AIN is developing a 14-part series of articles, infographics and videos that speak to Tomorrow's Aviation Challenges. Sponsored by Honeywell Aerospace. Learn more. .
As cybersecurity in air traffic management (ATM) becomes more of a priority, companies and regulators are increasing their focus on technological solutions, notably potential applications of artificial intelligence (AI) and blockchain.
Cyber for ATM was a major focus of Cybertech Europe, a cybersecurity conference in Rome in late September. The conference heard from a number of senior figures in international ATM cybersecurity, including Patrick Mana, manager of the European Air Traffic Management Computer Emergency Response Team (EATM-CERT) and cybersecurity cell manager at Eurocontrol.
The cyber threats to aviation take numerous forms, said Mana. First, state-sponsored attacks pose a real and significant threat, he said. Second, aviation and ATM are targets of cyber crime, both directly (with criminals seeking to steal information or money) and indirectly (when the criminals attack systems without realizing they are part of an ATM solution). Third, he pointed to the threat from "hacktivists," actors who use their cyber activities to convey political or other types of messages. There have been examples of hacktivists accessing flight information screens to transmit messages, he said, which may not be connected to aviation.

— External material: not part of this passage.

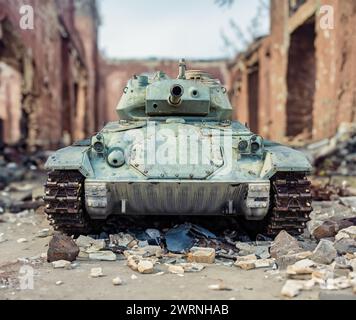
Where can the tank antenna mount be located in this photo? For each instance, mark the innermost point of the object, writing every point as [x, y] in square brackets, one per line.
[182, 69]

The scale of the threat means it is no longer truly possible to be completely cyber-secure, Mana said. The real goal should be “cyber-resilience,” focusing both on defending against attacks and quickly reacting should such an attack succeed.
“We are assuming that things will happen,” he said. Taking this viewpoint could help ensure that attacks create less significant interruptions to services for shorter periods of time, he added.
There is a particular requirement in aviation for various stakeholders to collaborate, given the ubiquitous nature of the threat, Mana said. Eurocontrol aims to work closely with authorities like the European Union Aviation Safety Agency (EASA), national agencies and industry. This collaboration will be particularly important in building cyber threat intelligence, Mana said.
Italy’s Leonardo is working to boost cybersecurity in ATM in several ways, said Giuliano d’Auria, from the chief technical office of the company’s electronics division's traffic-control systems business unit. He also emphasized the need for systems that bolster resilience over security, particularly given the evolving nature of the cyber threat. “We should be developing systems which are able to deal with the after-effects of an attack,” he said.
D’Auria stressed the need for “security by configuration” where cybersecurity solutions are “tailored for the ATM environment and specifically for the actual operational environment.” Industry must continually reassess the technologies available for cybersecurity in the ATM domain, he said, pointing in particular to the potential applications of AI and blockchain.
AI is particularly useful in navigating the vast amounts of data now available in ATM, D’Auria said. AI enables operators “to display the right information at the right time to the right person,” he said, while also allowing for early warning and predictive functions. Leonardo is applying this to the ATM domain through several projects, he said, including its Decision Support System, an architecture that uses the company’s security operations centers (SOCs), software tools and other capabilities to help users analyze and predict potential cyber threats.
Blockchain is especially relevant for cybersecurity in ATM, D’Auria said, as the development of secure ledgers of information produces “a new trust paradigm.” For example, he said Leonardo is working on “blockchain-enforced integrated access control” for use in ATM; this would require operators to register their presence, both physically (when entering a controlled environment, for instance) and virtually.
Additionally, Leonardo is developing a blockchain-based system for unmanned traffic management (UTM) that would require operators and drones to register on blockchain, enabling a web of “smart contracts” between registered devices. This could be used to grant a drone permission to enter a certain area of airspace, for example, or to assure operators that their data is being transmitted securely. This technology could also be applied to ATM more broadly, he added.
“Exchange of data is a key feature of ATM, and if we are able to certify this exchange of data, clearly we’re going a long way towards this journey for cybersecurity,” D’Auria said.
ATM is not unique in terms of the cyber challenges it faces, but deals with particularly large degrees of risk, said Amir Rapaport, the founder and organizer of Cybertech. Speaking with AIN, he noted that even a small attack on an airport could lead to thousands of flights being grounded and the loss of potentially millions of dollars. In this regard, aviation is similar to Fintech, he said.
“The uniqueness is the high risk, not specifically the complexity of the threats,” he warned.